La riorganizzazione arriva contestualmente all’uscita di Mario Abbadessa, che lascia Hines dopo sedici anni, durante i quali ha ricoperto l’incarico di senior managing director e country head per l’Italia. Una transizione che apre una nuova fase, con l’obiettivo di integrare maggiormente il mercato italiano nel disegno europeo del gruppo.
Un modello regionale, con l’Italia in prima linea
Il nuovo modello operativo prevede tre macro-aree regionali europee, pensate per aumentare coordinamento, coerenza e velocità decisionale in quattordici Paesi. All’interno di questo assetto, l’Italia viene inserita nel perimetro mediterraneo sotto la supervisione di Vanessa Gelado, ma con un forte accento sulla responsabilità diretta di Ravara.

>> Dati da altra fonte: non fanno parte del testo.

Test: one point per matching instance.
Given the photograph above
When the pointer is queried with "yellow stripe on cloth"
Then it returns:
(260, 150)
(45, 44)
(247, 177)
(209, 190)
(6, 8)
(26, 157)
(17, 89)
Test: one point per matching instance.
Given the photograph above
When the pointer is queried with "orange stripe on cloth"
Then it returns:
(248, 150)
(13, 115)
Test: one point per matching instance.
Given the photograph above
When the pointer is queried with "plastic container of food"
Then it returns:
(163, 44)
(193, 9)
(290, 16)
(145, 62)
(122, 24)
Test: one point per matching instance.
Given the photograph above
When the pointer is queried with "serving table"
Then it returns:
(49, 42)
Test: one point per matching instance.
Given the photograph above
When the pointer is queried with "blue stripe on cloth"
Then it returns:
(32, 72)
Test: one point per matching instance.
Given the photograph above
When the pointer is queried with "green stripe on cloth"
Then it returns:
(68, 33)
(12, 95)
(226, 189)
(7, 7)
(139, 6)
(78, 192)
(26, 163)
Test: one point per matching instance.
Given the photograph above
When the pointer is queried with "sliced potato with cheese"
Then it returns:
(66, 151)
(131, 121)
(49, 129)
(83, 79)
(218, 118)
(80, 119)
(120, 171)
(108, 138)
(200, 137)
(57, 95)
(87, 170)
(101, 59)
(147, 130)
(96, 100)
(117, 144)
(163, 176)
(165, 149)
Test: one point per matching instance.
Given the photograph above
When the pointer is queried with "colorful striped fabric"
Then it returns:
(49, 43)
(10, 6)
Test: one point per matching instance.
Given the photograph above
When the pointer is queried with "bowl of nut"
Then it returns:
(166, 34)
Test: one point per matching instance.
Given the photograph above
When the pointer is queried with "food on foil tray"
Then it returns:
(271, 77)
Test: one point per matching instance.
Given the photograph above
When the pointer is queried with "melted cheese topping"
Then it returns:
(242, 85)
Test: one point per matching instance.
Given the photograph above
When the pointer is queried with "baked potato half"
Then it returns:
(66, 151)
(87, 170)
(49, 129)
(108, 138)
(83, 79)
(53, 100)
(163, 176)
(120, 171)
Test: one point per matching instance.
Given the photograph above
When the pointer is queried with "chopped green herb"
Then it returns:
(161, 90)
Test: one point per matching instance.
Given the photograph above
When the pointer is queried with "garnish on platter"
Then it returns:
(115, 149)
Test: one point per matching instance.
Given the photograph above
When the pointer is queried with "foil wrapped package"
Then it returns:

La sua nomina riflette la volontà di Hines di valorizzare una figura con profonda conoscenza del mercato italiano e una solida esperienza internazionale, chiamata a tradurre sul territorio le priorità strategiche europee: sviluppo selettivo, gestione attiva degli asset, attenzione alla sostenibilità e dialogo strutturato con investitori e partner istituzionali.
Continuità locale, integrazione europea
Il nuovo assetto non riduce il radicamento locale, anzi lo rafforza. Ravara avrà il compito di coordinare i team italiani mantenendo le relazioni storiche con istituzioni, investitori e operatori, ma potendo contare su una piattaforma europea più integrata e su competenze condivise in ambiti chiave come asset management, sviluppo, discipline tecniche ed ESG.
L’obiettivo è duplice: da un lato garantire una presenza forte e riconoscibile di Hines in Italia; dall’altro assicurare che il mercato italiano contribuisca in modo più diretto alla strategia continentale del gruppo, beneficiando di processi decisionali più rapidi e di una maggiore coerenza di esecuzione.
I fondi e la prospettiva di crescita
Il rafforzamento della governance arriva in un momento di forte espansione. Nel 2025 i fondi Hines European Core Fund (HECF) e Hines European Property Partners (HEPP) hanno registrato una raccolta record di capitale istituzionale e un aumento del 70% della pipeline di investimenti. Operazioni di primo piano – dalla privatizzazione di Lar España allo sviluppo residenziale Marienhofe a Berlino, fino al portafoglio residenziale di Stoccolma – confermano il peso crescente dell’Europa nella strategia del gruppo.
In questo contesto, l’Italia è chiamata a giocare un ruolo sempre più rilevante per rafforzare la propria presenza sul mercato italiano, integrandola pienamente nella piattaforma europea e preparandola a intercettare le opportunità del prossimo ciclo immobiliare.